In this series of tutorial I planned to explain the Zynq 7000 architecture in details. The series is divided into three parts:
- Firstly, the peripheral interfaces of processor and FPGA will be explained and implemented in vivado.
- Secondly, AXI interfaces (AXI4, AXI-Stream, and AXI-lite) will be demonstrated.
- Lastly, Advance features of Zynq 7000 architecture will be realized e.g performance measurements of DMA , OCM, DDR etc.
I, however, find it better to briefly explain the basic concepts that shall be used later in this series.
hybrid hardware architecture
Nowadays hybrid hardware architecture (HHA) is increasingly being used in embedded systems (ES). A typical ES has processor, memory unit and inputs/outputs (IOs). Processor is the brain that control the entire ES. Memory supports the processor by holding data temporarily or permanently. IOs are used to interact with external world. Sometimes single processor is not enough to meet all requirements. Therefore some other devices such as FPGA or application specific integrated circuit (ASIC) are embedded with processor to meet the given requirements. This kind of architecture is called hybrid architecture. The typical example of HHA is shown in the following Figure. A typical example of this architecture can be seen in ZYNQ 7000 series.
System on Chip
In System on Chip (SoC) the electronic components are integrated on a single chip. The components can be analog, digital or mixed signals. Xilinx has introduced a new realm called All Programmable SOC (AP-SoC). In AP-SOC software programmability of a processor and the hardware programmability of an FPGA are integrated in a single chip. A typical example of this architecture can be seen in ZYNQ 7000 series.
In the following series of tutorial I will use ZEDBOARD which is an evaluation board with ZYNQ 7000 AP-SOC together many integrated peripherals.
How an FPGA Works
Before diving into ZEDBOARD, reader should have some basics about how an FPGA works. Assuming reader already knows about processor, I have given a general overview of an FPGA in the following few paragraphs. In this module, an effort is made to explain the general architecture of a FPGA. A top down approach (from general to specific) is employed in this tutorial.
“A picture is worth a thousand words” as stated by Fred, therefore we added as many pictures as possible to explain the concepts in easiest way. Following Figure shows the simplest form of an FPGA architecture. It is worth to note that real FPGA are much more complex than this. However, more or less, basic components remains same in all FPGA architectures. An FPGA has mainly three parts: CLB (Configurable Logic Block), routing channel, and IO (Input Output) Bank.

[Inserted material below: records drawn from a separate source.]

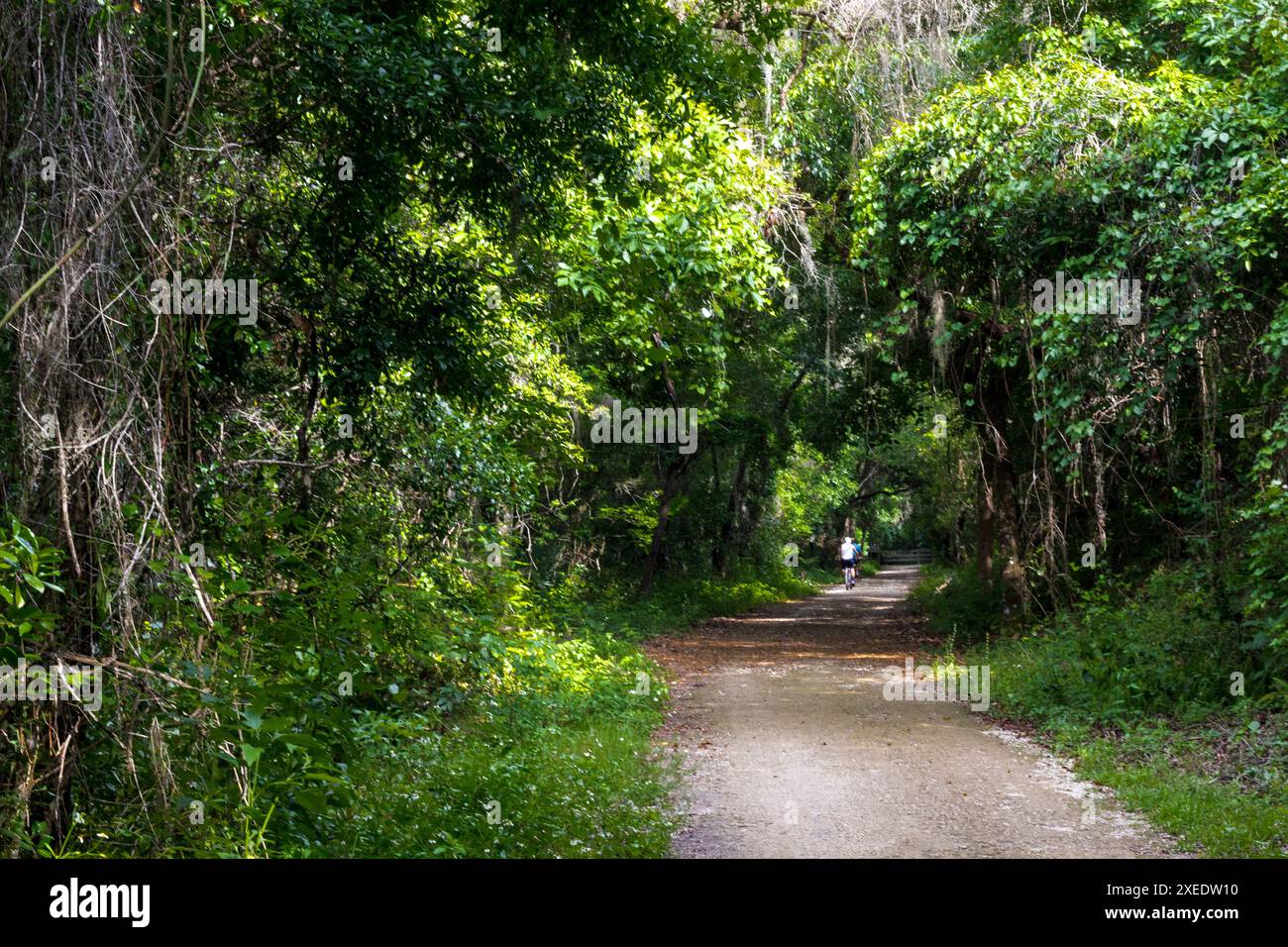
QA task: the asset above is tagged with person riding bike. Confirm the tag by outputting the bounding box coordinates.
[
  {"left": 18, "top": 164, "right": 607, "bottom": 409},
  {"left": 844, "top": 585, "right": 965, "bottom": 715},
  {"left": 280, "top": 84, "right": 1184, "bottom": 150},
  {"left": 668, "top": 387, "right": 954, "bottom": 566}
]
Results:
[{"left": 841, "top": 536, "right": 859, "bottom": 588}]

CLB are reprogrammable blocks used to implement any kind of logic. Routing channel enables different CLB to communicate with each other and IO bank connect the FPGA with the outer world. New FPGAs have more components like DSP block, but these components are not discussed in this tutorial. Lets goes a bit further to FPGA architecture. Each CLB consists of more than one Slices. Group of LUTs(Look Up Table) and flip-flops constitutes Slices. The Figure ,given below, illustrates the relationship between CLBs and LUTs.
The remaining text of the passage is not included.